Le Congo produirait de 40 à 50.000 carats de diamants l’an. Mais ses exportations auraient atteint, au cours des années, jusqu’à 5 millions de caracts. Problème mathématique : comment peut-on produire une quantité insignifiante et exporter une quantité exponentielle ? Réponse, politique, venue du Zaïre : le Congo recycle les diamants pillés en RDC par la cohorte des milices et se fait, comme le Bukina Faso hier avec l’or de Savimbi, le complice des guerres chez son voisin. Suspendu !

Brazzaville promet donc de sévir et de frapper fort ; de remonter les filières et de démasquer les coupables. Je ne sais pas vous, mais moi je suis quelque peu amusé par ces proclamations. Car, sans vouloir préjuger de ce que sera une volonté exprimée sur les bords de la Seine quand elle doit passer à sa phase d’exécution sur les bords du Congo, on peut sourire que notre pays proclame une fermeté en cette matière et prétende aller jusqu’au bout.

Pour les simples raisons que si, à l’extrême limite, on peut penser que quelques lampistes vont tomber, et les têtes les plus antipathiques sacrifiées, l’affaire des Diamants n’ira pas plus loin. Nous le disions la semaine dernière : au Congo tout ce qui rapporte est sous la surveillance d’un gang de kleptocrates. Les diamants, pierres mythiques par excellence, ne peuvent pas avoir été laissés à la « gestion » de quelques débrouillards ingénus. Des barons en sont.

Or, dans notre pays, plus la chaîne des responsabilités monte et s’approche du sommet, et moins il y a des chances que la justice soit faite et qu’on y voye clair. Ce n’est pas, dirait-on, à proprement parler une spécialité congolaise. Vrai. Mais au Congo, la faiblesse de la loi ; l’inexistence de la justice, la cencentration du pouvoir dans les mains d’un clan et de personnes qui se connaissent depuis les années 60 (il y a au Congo des personnes qui ont plus d’années de vie de ministre que de vie simple) : tout cela crée des précédents qui font douter de la détermination proclamée et des effets de menton.

Chez nous, quand la vérité gène on dément, on fait un procès factice ou on tape du poing sur la table.

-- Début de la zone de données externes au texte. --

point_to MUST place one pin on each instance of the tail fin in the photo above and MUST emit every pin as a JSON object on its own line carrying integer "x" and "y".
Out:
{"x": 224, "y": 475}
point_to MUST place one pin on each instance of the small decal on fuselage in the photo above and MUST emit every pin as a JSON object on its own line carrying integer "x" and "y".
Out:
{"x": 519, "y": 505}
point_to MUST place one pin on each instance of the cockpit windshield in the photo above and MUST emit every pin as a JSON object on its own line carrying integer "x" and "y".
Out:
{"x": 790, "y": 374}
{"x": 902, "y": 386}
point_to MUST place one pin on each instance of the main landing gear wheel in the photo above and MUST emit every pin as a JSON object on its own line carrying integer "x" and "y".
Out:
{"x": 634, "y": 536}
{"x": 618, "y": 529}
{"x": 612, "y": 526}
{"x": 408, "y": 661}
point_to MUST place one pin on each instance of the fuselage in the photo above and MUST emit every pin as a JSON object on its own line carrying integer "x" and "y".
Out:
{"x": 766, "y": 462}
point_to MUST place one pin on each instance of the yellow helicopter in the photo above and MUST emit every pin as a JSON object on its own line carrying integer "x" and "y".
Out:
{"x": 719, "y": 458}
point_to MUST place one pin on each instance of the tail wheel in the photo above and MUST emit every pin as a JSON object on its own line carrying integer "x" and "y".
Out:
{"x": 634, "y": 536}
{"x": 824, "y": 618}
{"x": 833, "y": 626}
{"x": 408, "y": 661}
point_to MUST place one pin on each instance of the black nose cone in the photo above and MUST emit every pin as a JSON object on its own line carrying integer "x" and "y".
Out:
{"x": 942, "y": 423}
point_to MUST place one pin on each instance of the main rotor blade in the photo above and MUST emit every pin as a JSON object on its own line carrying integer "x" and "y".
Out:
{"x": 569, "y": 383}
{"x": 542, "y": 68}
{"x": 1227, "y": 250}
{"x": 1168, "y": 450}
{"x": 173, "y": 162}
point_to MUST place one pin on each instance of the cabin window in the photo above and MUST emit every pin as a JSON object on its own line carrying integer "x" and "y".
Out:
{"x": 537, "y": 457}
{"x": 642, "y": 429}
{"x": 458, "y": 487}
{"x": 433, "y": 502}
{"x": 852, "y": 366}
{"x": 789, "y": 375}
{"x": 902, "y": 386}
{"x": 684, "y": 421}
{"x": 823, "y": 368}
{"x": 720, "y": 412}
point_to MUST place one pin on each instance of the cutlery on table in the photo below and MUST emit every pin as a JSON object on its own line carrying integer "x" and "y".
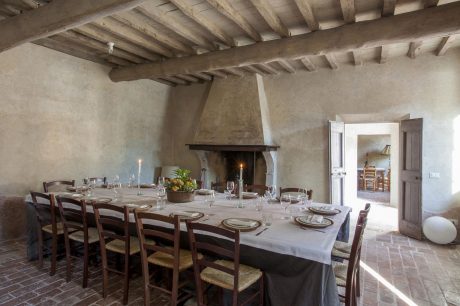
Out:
{"x": 262, "y": 231}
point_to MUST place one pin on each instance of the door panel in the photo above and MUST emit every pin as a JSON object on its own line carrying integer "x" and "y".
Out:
{"x": 336, "y": 162}
{"x": 410, "y": 210}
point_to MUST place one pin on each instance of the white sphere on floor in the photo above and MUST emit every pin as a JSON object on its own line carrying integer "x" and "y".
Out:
{"x": 439, "y": 230}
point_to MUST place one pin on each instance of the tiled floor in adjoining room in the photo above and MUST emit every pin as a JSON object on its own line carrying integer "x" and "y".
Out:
{"x": 422, "y": 273}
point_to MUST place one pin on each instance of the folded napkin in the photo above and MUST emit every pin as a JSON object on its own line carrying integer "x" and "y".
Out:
{"x": 239, "y": 222}
{"x": 187, "y": 214}
{"x": 315, "y": 219}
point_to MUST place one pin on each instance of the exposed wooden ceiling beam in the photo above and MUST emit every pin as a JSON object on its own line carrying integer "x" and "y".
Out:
{"x": 100, "y": 47}
{"x": 445, "y": 44}
{"x": 431, "y": 3}
{"x": 384, "y": 51}
{"x": 307, "y": 63}
{"x": 208, "y": 25}
{"x": 143, "y": 25}
{"x": 414, "y": 49}
{"x": 269, "y": 69}
{"x": 348, "y": 10}
{"x": 95, "y": 32}
{"x": 415, "y": 26}
{"x": 389, "y": 7}
{"x": 173, "y": 23}
{"x": 269, "y": 15}
{"x": 115, "y": 27}
{"x": 332, "y": 62}
{"x": 56, "y": 17}
{"x": 307, "y": 13}
{"x": 226, "y": 9}
{"x": 357, "y": 58}
{"x": 286, "y": 66}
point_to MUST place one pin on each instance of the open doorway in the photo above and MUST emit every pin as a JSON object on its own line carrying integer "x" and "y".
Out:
{"x": 378, "y": 144}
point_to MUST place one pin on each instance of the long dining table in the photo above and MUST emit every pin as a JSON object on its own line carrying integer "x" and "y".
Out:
{"x": 296, "y": 260}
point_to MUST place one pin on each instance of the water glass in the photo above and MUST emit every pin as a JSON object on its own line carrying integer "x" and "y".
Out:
{"x": 267, "y": 219}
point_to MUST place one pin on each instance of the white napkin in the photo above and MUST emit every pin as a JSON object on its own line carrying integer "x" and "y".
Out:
{"x": 239, "y": 222}
{"x": 187, "y": 214}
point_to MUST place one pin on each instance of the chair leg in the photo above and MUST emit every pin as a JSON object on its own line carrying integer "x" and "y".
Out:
{"x": 68, "y": 259}
{"x": 53, "y": 255}
{"x": 40, "y": 247}
{"x": 85, "y": 265}
{"x": 126, "y": 280}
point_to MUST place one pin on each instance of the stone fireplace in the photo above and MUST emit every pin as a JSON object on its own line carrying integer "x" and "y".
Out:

Pour la galerie. Ngouabi est mort, et nous en sommes encore à dire que depuis 1977, une vérité - la vérité - nous est dûe. Le Zaïre a officiellement accusé le Congo de « pomper » ses diamants, le ministre des Mines, Louis-Marie Djama, répondait en hurlant au « complot. Nous nous battrons et nous nous défendrons ! ». Sassou le dément, qui envisage des sanctions…

Le Congo a échoué à être élu à l’initiative PPTE (Pays pauvres très endettés) du FMI, aussitôt nos officiels ont mis en cause le mode de calcul dans les 57 milliards de CFA, surplus extra-budgétaires pétroliers dont on n’a pu justifier l’utilisation : « le mode de calcul est faux », tonnait Jean-Bruno Itoua de la SNPC ; « tout est clair », renchérissait Roger Rigobert Andelly, ministre de l’Economie.

Quant à l’affaire des disparus du Beach, le Congo promet la justice depuis 1999 et a multiplié les commissions. Cinq ans bientôt que pas un début de justice ne donne à penser que nous sommes déterminés à régler ce problème, dans la vérité et pour la réconciliation. Alors, guettons voir et comptons le nombre de têtes qui vont tomber dans l’affaire des diamants. Ne prenez pas de paris.